‘1-2-3-4-day rule’: Initiating DOACs according to stroke severity may be the way to go

Jairia Dela Cruz
23 May 2022
‘1-2-3-4-day rule’: Initiating DOACs according to stroke severity may be the way to go

Following nonvalvular atrial fibrillation (NVAF)-associated stroke events, a graded increase in delay in direct oral anticoagulants (DOACs) initiation of between 1 and 4 days, depending on the severity of the index event, appears to be effective for recurrent stroke prevention and does not compromise safety both in Asians and Europeans, according to a recent study.

As compared with later DOAC initiation, early initiation by the so-called 1-2-3-4-day rule reduced the risk of the composite of recurrent stroke or systemic embolism (adjusted hazard ratio [aHR], 0.50, 95 percent confidence interval [CI], 0.27–0.89; p=0.019) and ischaemic stroke (IS; aHR, 0.54, 95 percent CI, 0.27–0.999; p=0.049) in Japanese populations. Based on the rule, DOACs were initiated within 1 day after transient ischaemic attack (TIA), within 2 days after mild IS, within 3 days after moderate IS, and within 4 days after severe IS. [Stroke 2022;53:1540-1549]

With regard to safety, there was no significant difference in the incidence of major bleeding between the early and late treatment groups (aHR, 0.81, 95 percent CI, 0.28–2.19; p=0.687).

The efficacy and safety data of the 1-2-3-4-day rule in Japanese patients were validated in an analysis involving European patients (n=2,036; early group n=547, late group n=1,489, median age 78 years, 51 percent women).

Discussing the results, the investigators said: “Both the risks of stroke/systemic embolism and IS were halved in the early group compared with the late group presumably because of the prevention of recurrent thromboembolism within the initial days.”

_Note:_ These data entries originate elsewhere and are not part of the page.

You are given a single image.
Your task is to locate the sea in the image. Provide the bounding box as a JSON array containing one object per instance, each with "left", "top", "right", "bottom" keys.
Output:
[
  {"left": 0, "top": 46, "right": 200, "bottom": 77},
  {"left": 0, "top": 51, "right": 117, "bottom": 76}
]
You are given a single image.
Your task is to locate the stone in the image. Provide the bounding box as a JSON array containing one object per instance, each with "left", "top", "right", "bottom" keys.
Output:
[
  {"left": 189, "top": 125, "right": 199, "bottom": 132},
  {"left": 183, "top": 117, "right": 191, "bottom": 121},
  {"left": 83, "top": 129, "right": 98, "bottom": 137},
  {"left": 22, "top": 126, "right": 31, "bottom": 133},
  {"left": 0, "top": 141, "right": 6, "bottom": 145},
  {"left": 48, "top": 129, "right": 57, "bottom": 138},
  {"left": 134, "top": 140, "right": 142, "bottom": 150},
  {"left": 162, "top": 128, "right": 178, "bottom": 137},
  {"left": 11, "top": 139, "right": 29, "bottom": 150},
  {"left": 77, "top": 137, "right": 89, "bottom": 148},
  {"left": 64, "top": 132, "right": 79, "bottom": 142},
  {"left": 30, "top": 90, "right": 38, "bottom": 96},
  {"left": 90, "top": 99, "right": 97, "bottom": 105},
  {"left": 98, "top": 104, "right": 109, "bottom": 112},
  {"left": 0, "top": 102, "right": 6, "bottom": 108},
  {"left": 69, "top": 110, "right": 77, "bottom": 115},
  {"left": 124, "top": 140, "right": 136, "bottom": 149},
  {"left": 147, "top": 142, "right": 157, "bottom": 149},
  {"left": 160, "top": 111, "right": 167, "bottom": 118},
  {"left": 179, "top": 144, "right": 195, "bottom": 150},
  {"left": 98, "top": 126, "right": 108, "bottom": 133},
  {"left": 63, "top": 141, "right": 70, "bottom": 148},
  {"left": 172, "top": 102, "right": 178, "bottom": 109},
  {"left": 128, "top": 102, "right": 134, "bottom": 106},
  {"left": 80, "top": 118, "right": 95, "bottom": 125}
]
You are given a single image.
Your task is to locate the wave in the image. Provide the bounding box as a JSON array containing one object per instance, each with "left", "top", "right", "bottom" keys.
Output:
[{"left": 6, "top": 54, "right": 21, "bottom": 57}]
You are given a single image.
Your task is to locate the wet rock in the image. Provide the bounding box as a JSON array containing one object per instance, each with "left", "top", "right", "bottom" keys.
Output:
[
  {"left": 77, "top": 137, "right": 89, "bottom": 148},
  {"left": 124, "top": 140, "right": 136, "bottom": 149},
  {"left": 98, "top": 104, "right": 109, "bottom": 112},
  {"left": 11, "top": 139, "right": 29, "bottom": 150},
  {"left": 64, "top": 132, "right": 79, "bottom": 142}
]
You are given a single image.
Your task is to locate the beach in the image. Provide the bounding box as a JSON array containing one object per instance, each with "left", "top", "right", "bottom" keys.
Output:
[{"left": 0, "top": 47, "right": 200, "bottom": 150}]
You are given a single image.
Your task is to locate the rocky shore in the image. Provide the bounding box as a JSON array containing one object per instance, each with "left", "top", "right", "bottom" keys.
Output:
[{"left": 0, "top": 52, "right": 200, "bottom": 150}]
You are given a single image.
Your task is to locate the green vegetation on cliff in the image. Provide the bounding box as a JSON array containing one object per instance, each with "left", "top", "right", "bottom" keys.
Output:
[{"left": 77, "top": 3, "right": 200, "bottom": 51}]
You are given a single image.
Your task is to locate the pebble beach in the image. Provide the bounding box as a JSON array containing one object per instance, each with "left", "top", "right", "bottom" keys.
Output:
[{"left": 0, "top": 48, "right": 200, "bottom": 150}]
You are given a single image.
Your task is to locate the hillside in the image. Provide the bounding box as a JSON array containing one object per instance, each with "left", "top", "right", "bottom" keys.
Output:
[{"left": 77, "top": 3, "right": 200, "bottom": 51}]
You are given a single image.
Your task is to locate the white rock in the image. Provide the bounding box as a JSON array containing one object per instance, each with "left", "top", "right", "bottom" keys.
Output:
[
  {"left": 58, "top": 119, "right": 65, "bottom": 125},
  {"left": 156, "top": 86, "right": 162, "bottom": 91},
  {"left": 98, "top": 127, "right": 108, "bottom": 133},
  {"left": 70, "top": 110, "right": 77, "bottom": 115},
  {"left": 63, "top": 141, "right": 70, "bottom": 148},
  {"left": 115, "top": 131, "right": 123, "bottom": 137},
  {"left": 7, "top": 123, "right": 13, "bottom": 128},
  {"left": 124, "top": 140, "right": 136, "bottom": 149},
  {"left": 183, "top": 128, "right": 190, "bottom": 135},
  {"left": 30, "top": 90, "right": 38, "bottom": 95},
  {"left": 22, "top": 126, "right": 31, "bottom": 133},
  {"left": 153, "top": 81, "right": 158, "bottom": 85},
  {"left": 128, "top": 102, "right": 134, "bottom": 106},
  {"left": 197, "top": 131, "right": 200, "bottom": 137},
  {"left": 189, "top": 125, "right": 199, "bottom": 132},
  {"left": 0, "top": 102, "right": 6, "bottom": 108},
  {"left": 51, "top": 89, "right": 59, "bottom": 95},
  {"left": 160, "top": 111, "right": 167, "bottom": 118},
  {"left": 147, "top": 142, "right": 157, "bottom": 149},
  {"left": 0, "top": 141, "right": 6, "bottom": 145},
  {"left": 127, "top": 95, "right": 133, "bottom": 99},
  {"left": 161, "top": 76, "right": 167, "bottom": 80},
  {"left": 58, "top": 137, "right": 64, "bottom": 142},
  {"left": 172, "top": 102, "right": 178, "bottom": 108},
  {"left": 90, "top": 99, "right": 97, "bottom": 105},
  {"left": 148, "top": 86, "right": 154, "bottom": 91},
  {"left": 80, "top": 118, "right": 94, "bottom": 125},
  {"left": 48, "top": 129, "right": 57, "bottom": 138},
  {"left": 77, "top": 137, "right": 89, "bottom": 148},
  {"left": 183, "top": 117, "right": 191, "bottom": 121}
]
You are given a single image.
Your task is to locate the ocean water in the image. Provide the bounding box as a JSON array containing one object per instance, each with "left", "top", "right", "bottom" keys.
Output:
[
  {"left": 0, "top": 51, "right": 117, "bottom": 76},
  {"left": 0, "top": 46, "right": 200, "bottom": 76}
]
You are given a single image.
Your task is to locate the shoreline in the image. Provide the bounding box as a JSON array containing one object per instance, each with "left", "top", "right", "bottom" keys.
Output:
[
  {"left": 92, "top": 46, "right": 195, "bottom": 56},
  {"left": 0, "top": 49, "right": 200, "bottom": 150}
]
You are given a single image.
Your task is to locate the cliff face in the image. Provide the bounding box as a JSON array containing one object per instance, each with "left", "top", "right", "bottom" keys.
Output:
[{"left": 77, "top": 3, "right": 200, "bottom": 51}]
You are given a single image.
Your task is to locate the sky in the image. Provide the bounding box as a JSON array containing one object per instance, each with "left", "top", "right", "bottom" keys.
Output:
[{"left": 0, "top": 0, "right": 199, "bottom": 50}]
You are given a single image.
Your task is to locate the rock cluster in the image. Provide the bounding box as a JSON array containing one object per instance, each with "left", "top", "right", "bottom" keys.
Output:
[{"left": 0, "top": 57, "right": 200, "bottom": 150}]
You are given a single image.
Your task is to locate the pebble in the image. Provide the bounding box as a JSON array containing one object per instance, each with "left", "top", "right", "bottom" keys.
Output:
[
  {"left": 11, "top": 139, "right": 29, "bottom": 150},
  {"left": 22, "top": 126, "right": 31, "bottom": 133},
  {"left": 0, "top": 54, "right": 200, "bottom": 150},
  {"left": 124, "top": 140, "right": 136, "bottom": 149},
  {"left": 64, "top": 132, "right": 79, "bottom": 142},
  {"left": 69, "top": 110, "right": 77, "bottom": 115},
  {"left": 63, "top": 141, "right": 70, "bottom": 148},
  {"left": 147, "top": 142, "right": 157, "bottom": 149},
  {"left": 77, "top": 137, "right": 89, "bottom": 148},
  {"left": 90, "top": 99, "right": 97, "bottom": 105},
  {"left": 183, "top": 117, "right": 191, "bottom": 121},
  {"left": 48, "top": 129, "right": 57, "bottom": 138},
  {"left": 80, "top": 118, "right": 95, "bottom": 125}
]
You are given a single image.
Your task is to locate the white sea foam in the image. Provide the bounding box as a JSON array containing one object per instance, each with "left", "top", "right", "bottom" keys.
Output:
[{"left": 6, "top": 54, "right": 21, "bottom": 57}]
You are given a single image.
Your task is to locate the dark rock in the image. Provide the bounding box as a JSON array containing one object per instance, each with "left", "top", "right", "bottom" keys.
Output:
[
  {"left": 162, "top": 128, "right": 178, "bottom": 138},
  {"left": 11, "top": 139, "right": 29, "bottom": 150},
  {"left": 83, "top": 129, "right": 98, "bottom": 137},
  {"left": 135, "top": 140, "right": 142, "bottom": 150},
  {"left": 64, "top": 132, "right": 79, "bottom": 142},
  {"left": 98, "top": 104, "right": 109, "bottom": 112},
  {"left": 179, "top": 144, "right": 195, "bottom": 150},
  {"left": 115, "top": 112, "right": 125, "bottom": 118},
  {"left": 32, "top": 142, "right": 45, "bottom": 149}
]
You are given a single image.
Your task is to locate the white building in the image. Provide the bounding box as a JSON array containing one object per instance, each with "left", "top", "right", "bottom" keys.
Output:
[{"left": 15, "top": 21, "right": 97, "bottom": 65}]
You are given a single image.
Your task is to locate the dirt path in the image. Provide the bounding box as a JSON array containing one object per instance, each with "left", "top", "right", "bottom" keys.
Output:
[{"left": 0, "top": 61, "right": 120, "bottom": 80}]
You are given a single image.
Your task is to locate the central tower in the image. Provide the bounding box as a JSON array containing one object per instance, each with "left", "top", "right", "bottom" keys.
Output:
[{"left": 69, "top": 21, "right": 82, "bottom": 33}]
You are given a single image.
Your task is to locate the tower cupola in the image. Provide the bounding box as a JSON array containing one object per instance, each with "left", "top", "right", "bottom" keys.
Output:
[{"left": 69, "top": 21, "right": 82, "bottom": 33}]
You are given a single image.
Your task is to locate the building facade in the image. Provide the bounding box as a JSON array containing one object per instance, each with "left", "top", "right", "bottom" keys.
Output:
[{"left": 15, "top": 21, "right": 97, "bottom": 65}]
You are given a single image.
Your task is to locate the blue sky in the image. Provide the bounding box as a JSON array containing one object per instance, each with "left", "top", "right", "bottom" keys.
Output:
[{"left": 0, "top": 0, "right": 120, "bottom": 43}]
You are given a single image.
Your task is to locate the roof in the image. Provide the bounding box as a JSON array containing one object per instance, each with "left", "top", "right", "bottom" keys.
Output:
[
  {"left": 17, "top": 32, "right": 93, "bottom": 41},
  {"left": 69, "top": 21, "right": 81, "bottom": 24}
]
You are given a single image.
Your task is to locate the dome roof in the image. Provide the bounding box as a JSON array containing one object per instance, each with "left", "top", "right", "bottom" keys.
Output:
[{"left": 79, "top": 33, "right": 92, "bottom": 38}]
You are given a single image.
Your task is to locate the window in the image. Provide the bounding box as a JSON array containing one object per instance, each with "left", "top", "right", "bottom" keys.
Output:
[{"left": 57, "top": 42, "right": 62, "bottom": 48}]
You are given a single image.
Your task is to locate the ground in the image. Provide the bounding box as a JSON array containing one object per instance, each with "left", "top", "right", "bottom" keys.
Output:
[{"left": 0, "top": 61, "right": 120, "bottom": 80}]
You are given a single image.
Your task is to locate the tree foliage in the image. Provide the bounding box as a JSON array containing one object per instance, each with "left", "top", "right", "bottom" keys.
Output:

They also acknowledged the possibility that patients at high risk for both ischaemia and bleeding, who might not be the best candidates for early anticoagulation, might have been more commonly assigned to the late treatment group, although CHADS2-VASc and HAS-BLED scores were similar in the two groups.

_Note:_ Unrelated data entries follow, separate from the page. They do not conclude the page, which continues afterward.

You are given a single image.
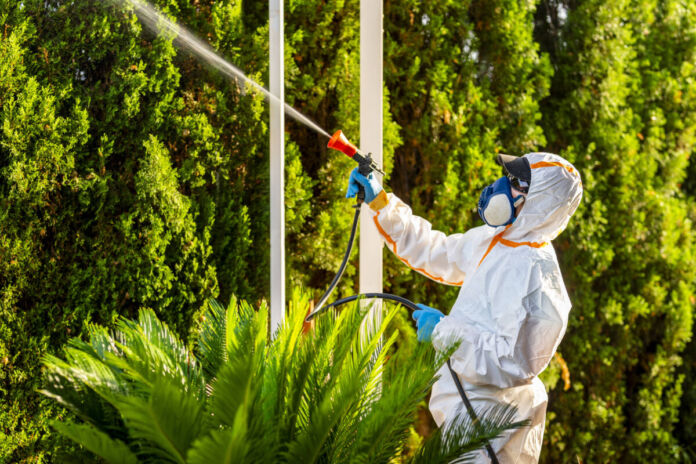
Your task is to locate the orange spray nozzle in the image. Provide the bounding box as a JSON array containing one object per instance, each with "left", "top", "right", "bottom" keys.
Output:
[{"left": 327, "top": 130, "right": 358, "bottom": 158}]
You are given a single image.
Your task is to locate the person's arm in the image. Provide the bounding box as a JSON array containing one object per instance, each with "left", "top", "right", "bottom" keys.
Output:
[
  {"left": 432, "top": 263, "right": 570, "bottom": 388},
  {"left": 370, "top": 191, "right": 482, "bottom": 286},
  {"left": 346, "top": 169, "right": 493, "bottom": 286}
]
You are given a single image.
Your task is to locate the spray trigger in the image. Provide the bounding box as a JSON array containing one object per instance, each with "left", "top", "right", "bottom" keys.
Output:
[{"left": 327, "top": 130, "right": 384, "bottom": 176}]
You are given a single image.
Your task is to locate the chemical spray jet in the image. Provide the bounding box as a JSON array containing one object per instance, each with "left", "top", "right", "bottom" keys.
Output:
[
  {"left": 327, "top": 130, "right": 384, "bottom": 176},
  {"left": 115, "top": 0, "right": 384, "bottom": 176}
]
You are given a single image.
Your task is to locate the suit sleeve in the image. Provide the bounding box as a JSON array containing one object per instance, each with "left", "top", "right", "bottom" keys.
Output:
[
  {"left": 370, "top": 192, "right": 484, "bottom": 286},
  {"left": 432, "top": 263, "right": 570, "bottom": 388}
]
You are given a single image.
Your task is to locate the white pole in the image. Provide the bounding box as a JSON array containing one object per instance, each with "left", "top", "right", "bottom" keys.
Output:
[
  {"left": 360, "top": 0, "right": 383, "bottom": 316},
  {"left": 268, "top": 0, "right": 285, "bottom": 333}
]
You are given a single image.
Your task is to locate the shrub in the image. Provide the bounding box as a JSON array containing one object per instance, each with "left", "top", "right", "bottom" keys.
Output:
[{"left": 44, "top": 293, "right": 523, "bottom": 464}]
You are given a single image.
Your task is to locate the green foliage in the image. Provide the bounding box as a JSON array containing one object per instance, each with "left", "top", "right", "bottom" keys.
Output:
[
  {"left": 537, "top": 0, "right": 696, "bottom": 463},
  {"left": 44, "top": 292, "right": 523, "bottom": 463},
  {"left": 0, "top": 0, "right": 696, "bottom": 462}
]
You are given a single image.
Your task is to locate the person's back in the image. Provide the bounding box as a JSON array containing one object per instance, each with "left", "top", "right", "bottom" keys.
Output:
[{"left": 346, "top": 153, "right": 582, "bottom": 463}]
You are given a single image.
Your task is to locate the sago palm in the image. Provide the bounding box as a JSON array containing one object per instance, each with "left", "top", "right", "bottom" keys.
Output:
[{"left": 43, "top": 292, "right": 523, "bottom": 464}]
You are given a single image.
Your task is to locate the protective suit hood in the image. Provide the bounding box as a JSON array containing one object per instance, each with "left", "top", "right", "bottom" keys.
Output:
[{"left": 500, "top": 153, "right": 582, "bottom": 243}]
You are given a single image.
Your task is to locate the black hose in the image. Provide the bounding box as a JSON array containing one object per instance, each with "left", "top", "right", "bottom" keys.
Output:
[
  {"left": 305, "top": 205, "right": 362, "bottom": 322},
  {"left": 324, "top": 293, "right": 498, "bottom": 464}
]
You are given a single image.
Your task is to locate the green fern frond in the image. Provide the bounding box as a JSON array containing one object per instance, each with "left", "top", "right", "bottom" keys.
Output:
[{"left": 51, "top": 421, "right": 139, "bottom": 464}]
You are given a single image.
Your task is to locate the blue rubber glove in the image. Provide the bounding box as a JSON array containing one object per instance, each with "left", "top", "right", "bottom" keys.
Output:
[
  {"left": 346, "top": 168, "right": 382, "bottom": 204},
  {"left": 413, "top": 304, "right": 445, "bottom": 342}
]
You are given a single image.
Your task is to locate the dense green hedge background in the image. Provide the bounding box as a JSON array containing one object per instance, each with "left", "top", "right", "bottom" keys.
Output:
[{"left": 0, "top": 0, "right": 696, "bottom": 463}]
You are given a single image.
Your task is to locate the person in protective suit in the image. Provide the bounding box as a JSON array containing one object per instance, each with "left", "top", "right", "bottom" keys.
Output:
[{"left": 346, "top": 153, "right": 582, "bottom": 463}]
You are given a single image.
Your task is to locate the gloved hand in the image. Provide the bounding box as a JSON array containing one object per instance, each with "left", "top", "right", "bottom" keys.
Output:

The current analysis included 1,797 patients (early group n=785; late group, 1,012) from two prospective registries in Japan, namely SAMURAI-NVAF (September 2011 to March 2014) and RELAXED (February 2014 to April 2016). The median age was 77 years, and 41 percent were women. DOACs were started at a median of 4 days after the index IS/TIA overall, 2 days after TIA, 3 days after mild IS, 4 days after moderate IS, and 5 days after severe IS.

The optimal timing

The current consensus for starting DOACs following NVAF-related acute IS/TIA is based on the ‘1-3-6-12-day rule,’ with graded increase in delay in anticoagulation of between 1 and 12 days after onset of IS/TIA and varying according to neurological severity. For example, it is recommended that DOAC treatment be initiated 12 days after onset of severe IS. [Eur Heart J 2016;37:2893-2962]

However, the investigators pointed out that the timings involved in the 1-3-6-12-day rule might be somewhat later than currently used in a real-world practical setting. Furthermore, there are pieces of evidence that indicate that early initiation of anticoagulation with DOACs lowers the risk of poor clinical outcomes compared with warfarin in practical clinical settings. [Ann Neurol 2019;85:823-834; J Thromb Thrombolysis 2019;47:292-300; JAMA Neurol 2019;76:1192-1202]

Then again, later DOAC initiation may be more practical for some patients, according to the investigators. This is especially true for those with cardiac thrombi on ultrasound, who require major surgical intervention, have haemorrhagic transformation, with neurological instability, who are older, and have uncontrolled blood pressure. [N Engl J Med 2009;361:1139-1151; N Engl J Med 2011;365:883–891; N Engl J Med 2011;365:981-992; N Engl J Med 2013;369:2093-2104]

The present ‘1-2-3-4-day rule’ can therefore work in the real-world clinical setting by careful selection of patients, excluding those who present with conditions that favour delayed initiation of DOACS, the investigators said. 

However, it goes without saying that before any changes to clinical practice or guidelines can be made, more randomized controlled trials should be conducted, they added.